Sylvie Rafinet a envie d'en finir, mais n'estime pas devoir payer la note. Je vois bien qu'elle a envie de le faire raquer pour ce déjeuner désagréable et inutile au possible. Je la comprends. Pour Néné, y'a pas de petites économies, si elle demande la note en premier, elle paiera, c'est toujours ça de gagné.
Mais Néné finit par céder... A 15h, il regarde toujours une vieille série sur TMC, "vintage" il dirait. Il fait ça en douce, il ignore que je le sais.

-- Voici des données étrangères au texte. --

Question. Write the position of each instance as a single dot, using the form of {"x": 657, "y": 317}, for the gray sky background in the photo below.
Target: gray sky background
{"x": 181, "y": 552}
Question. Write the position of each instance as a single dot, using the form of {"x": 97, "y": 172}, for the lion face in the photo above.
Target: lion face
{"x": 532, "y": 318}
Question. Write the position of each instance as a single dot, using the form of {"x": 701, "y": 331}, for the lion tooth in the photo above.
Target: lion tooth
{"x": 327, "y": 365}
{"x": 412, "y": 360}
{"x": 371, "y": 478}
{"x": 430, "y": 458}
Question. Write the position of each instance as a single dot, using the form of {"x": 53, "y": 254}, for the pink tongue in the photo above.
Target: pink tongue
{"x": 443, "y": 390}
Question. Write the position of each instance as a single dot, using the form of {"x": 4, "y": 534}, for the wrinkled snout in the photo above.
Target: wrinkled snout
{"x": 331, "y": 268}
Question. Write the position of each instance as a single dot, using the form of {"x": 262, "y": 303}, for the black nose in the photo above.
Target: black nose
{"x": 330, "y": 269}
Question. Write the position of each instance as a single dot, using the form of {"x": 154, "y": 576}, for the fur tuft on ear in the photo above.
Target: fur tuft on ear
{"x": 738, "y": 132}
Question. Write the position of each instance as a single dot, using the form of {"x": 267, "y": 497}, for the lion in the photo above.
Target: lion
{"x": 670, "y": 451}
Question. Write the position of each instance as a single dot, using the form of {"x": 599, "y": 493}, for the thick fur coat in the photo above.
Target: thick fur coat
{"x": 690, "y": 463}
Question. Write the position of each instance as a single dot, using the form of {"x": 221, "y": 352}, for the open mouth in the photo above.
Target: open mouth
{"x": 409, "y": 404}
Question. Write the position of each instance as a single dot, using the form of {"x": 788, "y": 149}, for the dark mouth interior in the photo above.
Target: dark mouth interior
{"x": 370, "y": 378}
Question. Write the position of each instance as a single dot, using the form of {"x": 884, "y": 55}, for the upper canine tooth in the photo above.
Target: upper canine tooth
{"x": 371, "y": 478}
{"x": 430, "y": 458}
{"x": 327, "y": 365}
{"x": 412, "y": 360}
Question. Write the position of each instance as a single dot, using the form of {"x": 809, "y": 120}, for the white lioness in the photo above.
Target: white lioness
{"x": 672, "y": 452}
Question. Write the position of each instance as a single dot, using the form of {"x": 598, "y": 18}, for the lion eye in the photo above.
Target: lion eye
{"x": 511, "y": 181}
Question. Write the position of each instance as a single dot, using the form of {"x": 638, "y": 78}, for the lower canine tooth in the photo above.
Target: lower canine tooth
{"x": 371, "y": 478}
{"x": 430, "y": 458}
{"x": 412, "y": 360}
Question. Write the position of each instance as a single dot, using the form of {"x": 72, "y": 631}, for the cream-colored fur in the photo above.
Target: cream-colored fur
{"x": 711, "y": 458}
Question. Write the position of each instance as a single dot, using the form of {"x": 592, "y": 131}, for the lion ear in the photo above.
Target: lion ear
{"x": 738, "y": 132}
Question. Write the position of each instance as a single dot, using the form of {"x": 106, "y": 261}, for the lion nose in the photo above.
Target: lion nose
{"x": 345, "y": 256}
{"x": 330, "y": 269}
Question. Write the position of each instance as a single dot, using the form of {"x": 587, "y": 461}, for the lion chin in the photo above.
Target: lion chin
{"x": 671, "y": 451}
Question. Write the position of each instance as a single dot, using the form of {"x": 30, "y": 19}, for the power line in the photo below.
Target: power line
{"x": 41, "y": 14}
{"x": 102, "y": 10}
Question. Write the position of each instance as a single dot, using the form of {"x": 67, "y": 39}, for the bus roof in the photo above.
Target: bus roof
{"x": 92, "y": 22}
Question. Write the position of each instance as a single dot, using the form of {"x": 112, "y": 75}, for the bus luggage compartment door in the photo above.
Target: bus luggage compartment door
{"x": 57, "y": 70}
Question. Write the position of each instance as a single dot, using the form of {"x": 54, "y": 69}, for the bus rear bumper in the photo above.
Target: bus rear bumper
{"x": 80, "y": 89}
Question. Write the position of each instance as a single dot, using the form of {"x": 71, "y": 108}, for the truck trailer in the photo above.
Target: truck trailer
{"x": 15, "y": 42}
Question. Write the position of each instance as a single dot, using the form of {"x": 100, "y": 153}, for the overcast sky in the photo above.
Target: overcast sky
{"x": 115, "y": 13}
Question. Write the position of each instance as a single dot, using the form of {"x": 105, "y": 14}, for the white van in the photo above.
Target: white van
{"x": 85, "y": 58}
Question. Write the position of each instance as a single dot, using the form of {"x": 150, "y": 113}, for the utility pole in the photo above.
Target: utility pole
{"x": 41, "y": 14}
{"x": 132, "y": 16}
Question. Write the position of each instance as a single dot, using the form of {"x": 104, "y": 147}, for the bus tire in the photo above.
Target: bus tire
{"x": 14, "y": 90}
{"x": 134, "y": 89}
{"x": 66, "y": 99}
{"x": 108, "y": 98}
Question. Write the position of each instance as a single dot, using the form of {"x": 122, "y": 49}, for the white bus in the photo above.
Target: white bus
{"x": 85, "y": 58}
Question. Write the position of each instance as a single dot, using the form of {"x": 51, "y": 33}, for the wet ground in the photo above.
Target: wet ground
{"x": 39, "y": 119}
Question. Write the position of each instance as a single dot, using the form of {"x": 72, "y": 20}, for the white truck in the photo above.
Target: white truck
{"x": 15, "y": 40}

Pendant qu'il paye au comptoir et négocie un digestif offert pour la soif engendrée par le salage des supions, Sylvie Rafinet passe un coup de fil. Elle parle à son assistante. Enervée par le déjeuner, elle se fait de plus en plus désagréable, lui donne des ordres, fait son petit Lénine et lui raccroche au nez. Et dire que tout à l'heure elle me plaignait. Elle se repoudre le nez mais n'aperçoit pas dans son miroir de poche que, la grossièreté en moins, elle a aussi ses airs de Néné.

15h00
Retour au bureau.
Je respire.
Néné m'envoie un email "du coup, ça t'a fait 2 heures de pause à midi. Tu me dois donc 1 heure de boulot. Pense à finir plus tard un de ces soirs."
Je soupire.
A 15 mètres, dans son bureau, je l'entends allumer sa télé et roter.